Her husband, Mycroft, an ethnic Indian, looked embarrassed. He had taken to walking
over to the shop with Cherril when she came in on weekends. He said it was because
he needed the exercise but Aunty Lee suspected he was being a protective husband and
his need for exercise would fade away now the murderers had been brought to justice.
But had they?

“She was a racist, elitist woman but there was no reason for them to kill her,” Aunty
Lee said.

Aunty Lee’s mind was already elsewhere. The illegal transplant business had required
a lot of planning and organization. If the same people had branched out into murder,
they would have to had put in a lot of careful advance planning, like the amount of
preparation that went into making chicken
buah keluak
. But the deaths of Mabel and Leonard Sung did not feel like that sort of murder at
all. They felt like impulse murders. Ingredients like the
buah keluak
and Algae Bomb and the food tray all coming together were like the sort of dish that
just fell into your lap. Like when a husband went fishing and came back with a huge
garoupa
or a net full of plump
kembong
and you happened to have a sack of charcoal and a bag of salt. Then no planning was
needed at all. All you had to do was grab and gut the fish and get it onto the grill
as fast as possible. Because you could take your time to decide who to call to come
over to dinner later, but without enough freezer space the whole point was being able
to kill and gut a fish fast.

That was the kind of murder it felt like to Aunty Lee.

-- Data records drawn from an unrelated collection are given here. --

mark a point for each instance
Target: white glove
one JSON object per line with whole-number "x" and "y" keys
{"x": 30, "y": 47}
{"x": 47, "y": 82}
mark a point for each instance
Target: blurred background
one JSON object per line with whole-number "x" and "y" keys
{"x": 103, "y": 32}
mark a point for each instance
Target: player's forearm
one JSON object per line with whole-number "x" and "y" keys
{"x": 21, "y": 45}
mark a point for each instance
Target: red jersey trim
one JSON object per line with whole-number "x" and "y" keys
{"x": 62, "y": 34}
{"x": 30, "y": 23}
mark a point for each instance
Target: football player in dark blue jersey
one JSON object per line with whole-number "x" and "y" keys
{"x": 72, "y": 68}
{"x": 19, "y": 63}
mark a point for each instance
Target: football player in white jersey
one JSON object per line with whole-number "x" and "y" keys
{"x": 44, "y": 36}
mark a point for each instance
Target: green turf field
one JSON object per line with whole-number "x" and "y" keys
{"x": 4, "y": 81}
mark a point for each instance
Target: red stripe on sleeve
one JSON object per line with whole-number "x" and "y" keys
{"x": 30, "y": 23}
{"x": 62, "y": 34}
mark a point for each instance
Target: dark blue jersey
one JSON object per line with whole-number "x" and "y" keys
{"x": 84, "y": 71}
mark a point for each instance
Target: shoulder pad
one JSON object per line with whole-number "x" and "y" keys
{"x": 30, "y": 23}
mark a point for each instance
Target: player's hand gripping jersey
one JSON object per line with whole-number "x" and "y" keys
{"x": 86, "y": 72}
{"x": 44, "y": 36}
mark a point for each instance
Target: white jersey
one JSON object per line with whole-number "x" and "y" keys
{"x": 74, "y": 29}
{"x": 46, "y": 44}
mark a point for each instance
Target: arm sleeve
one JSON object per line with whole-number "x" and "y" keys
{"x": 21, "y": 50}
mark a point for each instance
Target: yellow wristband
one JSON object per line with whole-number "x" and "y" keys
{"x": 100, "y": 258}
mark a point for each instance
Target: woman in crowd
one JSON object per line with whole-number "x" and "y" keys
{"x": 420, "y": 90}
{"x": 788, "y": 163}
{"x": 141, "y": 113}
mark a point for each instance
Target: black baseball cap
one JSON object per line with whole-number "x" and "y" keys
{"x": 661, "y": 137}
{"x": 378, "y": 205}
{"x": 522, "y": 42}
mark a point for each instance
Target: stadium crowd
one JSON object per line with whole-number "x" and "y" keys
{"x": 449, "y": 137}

Not one that had been planned
for a long time but one that had depended on chance uniting motive, opportunity, and
a calm killer.

“I should go and talk to that Dr. Yong again,” Aunty Lee said thoughtfully. Any or
all of the others, tired and stressed by recent events, would have told her to drop
it. But at that moment Mycroft was asking Cherril if she felt ready to return home
and Cherril was teasing Nina for
gayuma
recipes because with the right Filipino love potions on the drinks menu, people might
be persuaded to fall in love with the shop as well as with each other. Aunty Lee took
their silence for agreement.

But it wasn’t until she was back in her house that evening that Aunty Lee got the
chance to pursue her inquiries further. Nina had firmly refused to discuss a case
she considered closed and settled on clearing fallen leaves out of the driveway drain
gratings, something she had been dying to do for weeks. Aunty Lee retreated to her
living room. She was feeling low and dissatisfied, both tired and restless at the
same time. The room felt unpleasantly empty and even the portrait of ML failed to
comfort her. Perhaps she should get it reframed? But then the reframing of pictures
and redecorating of houses was precisely the kind of pointless
tai-tai
busyness Aunty Lee hoped to avoid.

Aunty Lee told herself she was only feeling bad because her case and her shop were
both closed. But once the paperwork was done, they would reopen and everything would
be back to normal. But even there, what was the point? Wasn’t that just more aimless
busyness? She even had her doubts about why the PRC gang would have wanted to kill
Mabel Sung. Was she just another bored old woman matchmaking corpses and motives?

Perhaps she should take up tai chi in the park with all the other old aunties . . .

“Rosie!”

Aunty Lee turned and saw the only (live) man capable of making her feel better right
then standing at the French doors that opened from her living room to the lawn.